RSA 420-G:4 I (e) (6) as amended by SB 125 states that "Carriers may calculate premium rates using either list billing or composite billing. Carriers shall use the same billing method in all succeeding rating periods unless the small employer agrees to allow the carrier to change the methodology." RSA 420-G:4 I (a) specifies that "all premiums charged shall be guaranteed for at least 12 months." RSA 420-G:4 I a, as amended by SB 125, specifies that "all premium rates charged shall be guaranteed for at least 12 months, and shall not be changed for any reason."
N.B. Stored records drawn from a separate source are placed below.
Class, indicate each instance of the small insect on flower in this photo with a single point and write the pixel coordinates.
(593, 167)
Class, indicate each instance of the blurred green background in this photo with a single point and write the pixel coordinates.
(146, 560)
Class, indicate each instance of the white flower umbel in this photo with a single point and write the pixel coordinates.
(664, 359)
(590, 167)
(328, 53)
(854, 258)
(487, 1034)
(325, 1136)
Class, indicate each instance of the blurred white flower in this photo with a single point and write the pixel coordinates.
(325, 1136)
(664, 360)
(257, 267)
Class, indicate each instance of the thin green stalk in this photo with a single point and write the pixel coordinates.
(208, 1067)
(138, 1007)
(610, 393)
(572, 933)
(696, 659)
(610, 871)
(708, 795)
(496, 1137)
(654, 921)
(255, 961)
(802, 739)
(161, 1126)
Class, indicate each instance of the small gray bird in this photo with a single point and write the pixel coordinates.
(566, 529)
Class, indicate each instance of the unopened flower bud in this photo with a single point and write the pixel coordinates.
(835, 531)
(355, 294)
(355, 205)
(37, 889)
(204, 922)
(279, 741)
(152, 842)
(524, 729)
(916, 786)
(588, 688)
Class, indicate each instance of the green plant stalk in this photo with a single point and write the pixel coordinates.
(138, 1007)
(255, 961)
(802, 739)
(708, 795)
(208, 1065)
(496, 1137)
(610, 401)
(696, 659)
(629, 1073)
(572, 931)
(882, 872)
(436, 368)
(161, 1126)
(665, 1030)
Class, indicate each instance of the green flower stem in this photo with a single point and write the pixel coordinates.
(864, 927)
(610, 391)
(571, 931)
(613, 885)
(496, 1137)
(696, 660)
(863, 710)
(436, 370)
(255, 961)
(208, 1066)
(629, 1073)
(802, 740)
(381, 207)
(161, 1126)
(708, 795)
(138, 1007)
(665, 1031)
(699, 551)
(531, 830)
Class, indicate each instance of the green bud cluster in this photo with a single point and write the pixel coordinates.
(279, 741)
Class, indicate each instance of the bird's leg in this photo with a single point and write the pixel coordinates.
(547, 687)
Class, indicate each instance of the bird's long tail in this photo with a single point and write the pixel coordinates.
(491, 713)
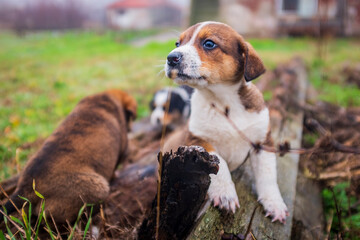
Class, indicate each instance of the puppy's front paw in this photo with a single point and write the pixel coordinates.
(275, 208)
(224, 197)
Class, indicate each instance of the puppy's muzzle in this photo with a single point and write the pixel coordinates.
(174, 59)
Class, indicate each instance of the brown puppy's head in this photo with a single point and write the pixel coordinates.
(128, 102)
(212, 53)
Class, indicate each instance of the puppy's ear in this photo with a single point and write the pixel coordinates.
(130, 107)
(254, 66)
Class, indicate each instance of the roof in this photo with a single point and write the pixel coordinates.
(137, 3)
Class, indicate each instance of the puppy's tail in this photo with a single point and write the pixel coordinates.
(11, 206)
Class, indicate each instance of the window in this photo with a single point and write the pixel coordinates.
(290, 5)
(302, 8)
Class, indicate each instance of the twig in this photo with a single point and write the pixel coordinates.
(338, 212)
(7, 196)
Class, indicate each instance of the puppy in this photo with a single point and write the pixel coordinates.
(219, 64)
(76, 162)
(179, 105)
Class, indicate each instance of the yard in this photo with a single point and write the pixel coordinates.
(44, 75)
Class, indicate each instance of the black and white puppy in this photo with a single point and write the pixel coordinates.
(179, 105)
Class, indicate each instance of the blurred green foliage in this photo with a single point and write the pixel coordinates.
(347, 215)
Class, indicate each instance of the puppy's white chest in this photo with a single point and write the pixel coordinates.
(211, 125)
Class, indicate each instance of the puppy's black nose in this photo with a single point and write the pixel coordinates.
(174, 59)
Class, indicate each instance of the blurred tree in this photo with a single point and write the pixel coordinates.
(204, 10)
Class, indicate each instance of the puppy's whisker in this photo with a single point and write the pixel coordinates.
(176, 33)
(161, 71)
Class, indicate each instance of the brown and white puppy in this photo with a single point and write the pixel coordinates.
(75, 164)
(219, 64)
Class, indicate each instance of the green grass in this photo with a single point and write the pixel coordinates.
(44, 75)
(337, 205)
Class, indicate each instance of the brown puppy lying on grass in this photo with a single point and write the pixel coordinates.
(75, 164)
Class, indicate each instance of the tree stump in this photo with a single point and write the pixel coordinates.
(184, 183)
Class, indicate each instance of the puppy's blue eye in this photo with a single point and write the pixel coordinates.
(208, 44)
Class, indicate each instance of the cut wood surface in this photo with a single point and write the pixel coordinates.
(286, 125)
(184, 183)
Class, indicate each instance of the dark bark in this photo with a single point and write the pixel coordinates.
(184, 183)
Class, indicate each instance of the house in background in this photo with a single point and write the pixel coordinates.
(143, 14)
(292, 17)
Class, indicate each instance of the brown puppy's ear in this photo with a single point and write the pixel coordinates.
(254, 66)
(130, 107)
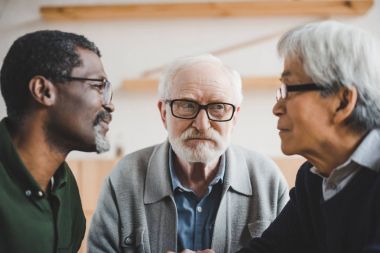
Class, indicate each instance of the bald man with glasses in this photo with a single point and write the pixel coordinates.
(195, 191)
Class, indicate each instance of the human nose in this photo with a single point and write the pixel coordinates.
(201, 122)
(109, 107)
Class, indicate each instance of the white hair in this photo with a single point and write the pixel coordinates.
(336, 55)
(165, 84)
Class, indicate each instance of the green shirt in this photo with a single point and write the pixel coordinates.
(30, 220)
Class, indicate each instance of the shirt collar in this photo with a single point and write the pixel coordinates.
(176, 183)
(367, 152)
(365, 155)
(14, 165)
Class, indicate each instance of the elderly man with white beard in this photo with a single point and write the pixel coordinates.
(194, 191)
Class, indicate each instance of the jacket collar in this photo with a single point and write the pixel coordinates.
(237, 176)
(158, 181)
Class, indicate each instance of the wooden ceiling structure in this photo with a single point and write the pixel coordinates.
(208, 10)
(229, 9)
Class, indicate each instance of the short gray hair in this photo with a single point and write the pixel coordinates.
(336, 55)
(165, 84)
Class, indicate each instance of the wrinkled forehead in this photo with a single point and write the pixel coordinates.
(202, 74)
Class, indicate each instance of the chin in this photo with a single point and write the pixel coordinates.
(287, 150)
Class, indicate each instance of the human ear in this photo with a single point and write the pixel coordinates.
(42, 90)
(347, 98)
(162, 108)
(236, 115)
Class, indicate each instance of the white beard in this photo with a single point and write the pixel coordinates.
(202, 153)
(101, 142)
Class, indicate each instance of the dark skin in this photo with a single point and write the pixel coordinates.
(41, 156)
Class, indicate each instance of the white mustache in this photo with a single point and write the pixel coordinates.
(192, 133)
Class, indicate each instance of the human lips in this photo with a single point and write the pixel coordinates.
(104, 119)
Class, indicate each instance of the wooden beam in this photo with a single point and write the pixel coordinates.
(249, 83)
(214, 9)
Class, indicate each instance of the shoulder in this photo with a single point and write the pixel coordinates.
(134, 165)
(255, 161)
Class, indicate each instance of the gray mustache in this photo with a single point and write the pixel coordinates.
(103, 116)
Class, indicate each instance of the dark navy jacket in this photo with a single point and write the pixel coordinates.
(349, 222)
A change in billing methods would not affect the group’s total premium, but would change the premium rates for the individual members of the group. The intent of RSA 420-G:4 I was clarified through SB 125, i.e. that premium rates shall not change during a rating period. SB 125 further limited a carrier’s ability to change the billing method from one rating period to the next. With the implementation of SB 125, carriers may not change the billing method for any group without the employer’s written permission. Carriers may only implement a billing method change on an anniversary date, and after January 1, 2006 may only make the change after obtaining the written consent of the employer. A carrier may not change the billing method prior to January 1, 2006 unless the change is made on the anniversary date of the policy.
The prohibition against changing billing methods applies to carriers’ renewals. As new issues do not have a prior rating period with the carrier, the carrier may choose the billing method that will apply to the employer.
Carriers may vary the billing method used as long as such variation is applied consistently to similarly situated groups. Variations by group size, for example, would be permissible.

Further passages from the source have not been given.